I dropped the umbrella so I could slap him. “My mother died. Where the fuck was your God then?”
“I don’t know, Luna.” He cupped the skin I’d hit with his palm and nodded, considering me. “There’s a reason I’m stuck on Earth. I like to ask a lot of questions.”
I started shaking my head and didn’t stop, unwilling to accept any part of this new reality. “No. Absolutely not.” I threw his shirts at him, and pulled on his suit jacket to stay warm with—then I realized he didn’t start working at Dark Ink until I did.
And that when that first Faithful had gotten inside the truck he’d said he’d found the “target.”
He hadn’t meant Jack—he’d meant me.
“You just go around sleeping with girls to gain their trust?”
His eyes narrowed. “Someone has to. These putzes have too much honor,” he said, jerking his head back to where the Faithful were still scurrying. Rain beaded and then trailed down on his warm brown skin.

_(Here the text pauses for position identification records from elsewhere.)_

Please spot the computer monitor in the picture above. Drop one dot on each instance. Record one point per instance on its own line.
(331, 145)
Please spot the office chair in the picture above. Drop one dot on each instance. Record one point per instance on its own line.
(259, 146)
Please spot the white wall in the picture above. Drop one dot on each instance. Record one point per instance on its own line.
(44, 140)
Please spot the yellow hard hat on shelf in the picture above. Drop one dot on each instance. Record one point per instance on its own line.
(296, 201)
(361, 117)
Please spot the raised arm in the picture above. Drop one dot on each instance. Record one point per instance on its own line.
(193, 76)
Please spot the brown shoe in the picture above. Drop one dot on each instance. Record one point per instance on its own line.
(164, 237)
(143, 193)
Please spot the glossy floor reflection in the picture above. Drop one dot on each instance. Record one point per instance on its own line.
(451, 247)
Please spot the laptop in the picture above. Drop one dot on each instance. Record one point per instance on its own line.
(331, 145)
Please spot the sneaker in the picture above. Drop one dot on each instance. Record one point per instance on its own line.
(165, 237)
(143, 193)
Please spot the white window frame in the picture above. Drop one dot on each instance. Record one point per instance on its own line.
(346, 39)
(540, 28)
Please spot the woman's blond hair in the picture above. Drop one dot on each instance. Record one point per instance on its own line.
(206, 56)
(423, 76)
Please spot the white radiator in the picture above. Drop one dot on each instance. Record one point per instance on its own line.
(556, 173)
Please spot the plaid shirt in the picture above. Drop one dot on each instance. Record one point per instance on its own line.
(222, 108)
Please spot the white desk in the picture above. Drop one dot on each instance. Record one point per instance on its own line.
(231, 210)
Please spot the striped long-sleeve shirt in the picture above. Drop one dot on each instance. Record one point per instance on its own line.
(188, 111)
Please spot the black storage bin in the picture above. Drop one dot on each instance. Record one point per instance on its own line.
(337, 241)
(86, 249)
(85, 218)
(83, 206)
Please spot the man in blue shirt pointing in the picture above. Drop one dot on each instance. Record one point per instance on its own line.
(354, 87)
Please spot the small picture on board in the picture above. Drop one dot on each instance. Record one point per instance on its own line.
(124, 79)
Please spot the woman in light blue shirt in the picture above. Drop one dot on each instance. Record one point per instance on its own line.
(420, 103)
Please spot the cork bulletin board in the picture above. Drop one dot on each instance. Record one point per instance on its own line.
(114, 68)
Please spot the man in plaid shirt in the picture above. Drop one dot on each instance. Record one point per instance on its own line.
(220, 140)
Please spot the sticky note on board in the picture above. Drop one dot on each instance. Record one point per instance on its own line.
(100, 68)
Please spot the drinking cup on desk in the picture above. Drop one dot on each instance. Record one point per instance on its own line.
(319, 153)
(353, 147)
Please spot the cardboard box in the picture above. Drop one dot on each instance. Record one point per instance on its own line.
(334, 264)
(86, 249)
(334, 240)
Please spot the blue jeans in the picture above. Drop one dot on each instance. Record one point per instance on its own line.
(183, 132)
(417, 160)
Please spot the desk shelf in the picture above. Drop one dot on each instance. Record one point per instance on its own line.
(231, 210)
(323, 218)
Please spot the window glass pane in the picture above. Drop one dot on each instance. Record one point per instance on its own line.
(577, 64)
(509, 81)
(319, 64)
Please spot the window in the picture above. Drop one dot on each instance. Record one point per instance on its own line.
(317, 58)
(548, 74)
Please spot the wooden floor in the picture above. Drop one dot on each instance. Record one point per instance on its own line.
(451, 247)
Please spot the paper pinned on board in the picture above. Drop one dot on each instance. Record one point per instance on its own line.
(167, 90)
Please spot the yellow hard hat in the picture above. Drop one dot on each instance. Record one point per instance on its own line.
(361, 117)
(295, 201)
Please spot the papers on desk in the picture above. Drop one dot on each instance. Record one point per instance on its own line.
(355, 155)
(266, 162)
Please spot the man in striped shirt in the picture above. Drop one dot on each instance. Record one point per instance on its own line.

“But aren’t you . . . the baddie?”
“I’ve kind of wrapped around to the other side now.
I think my thing is that I like fighting for the underdogs, and I don’t know if you noticed, evil’s kind of having a field day.
” He didn’t look cold in the least as water sluiced off of his chiseled pecs.
“Plus, also—live a few thousand years, and you see what you’re willing to do to pass the time. ”
Me, apparently. I gave him the coldest smile in my arsenal. “So you’re saying you have met a lot of girls like me then, before,” I said, and then turned on my heel.
Behind me, Paco’d fallen to his knees and was sobbing on the mud in the divot’s deepest spot. He was covered in it—like he’d been scrabbling through it with his hands. I swept the umbrella up and walked over to him.
“I tried to tell you, Luna—but you wouldn’t let me!” Nilesh called after me.
I couldn’t even be bothered to shout a “Fuck you” back as I reached where Paco was—I just held the umbrella over his head. He looked up at me, panicked and lost, with all-too-human eyes. “What have I done?”
“Shh,” I soothed him, putting a cold hand on his cheek.
“I don’t know, baby. But we need to leave here, all right?
It’s not safe for us.” He clapped his hand against mine to keep it there and nodded.
“Come on,” I said, urging him up. I wrapped his fingers with my own and pulled him up to standing.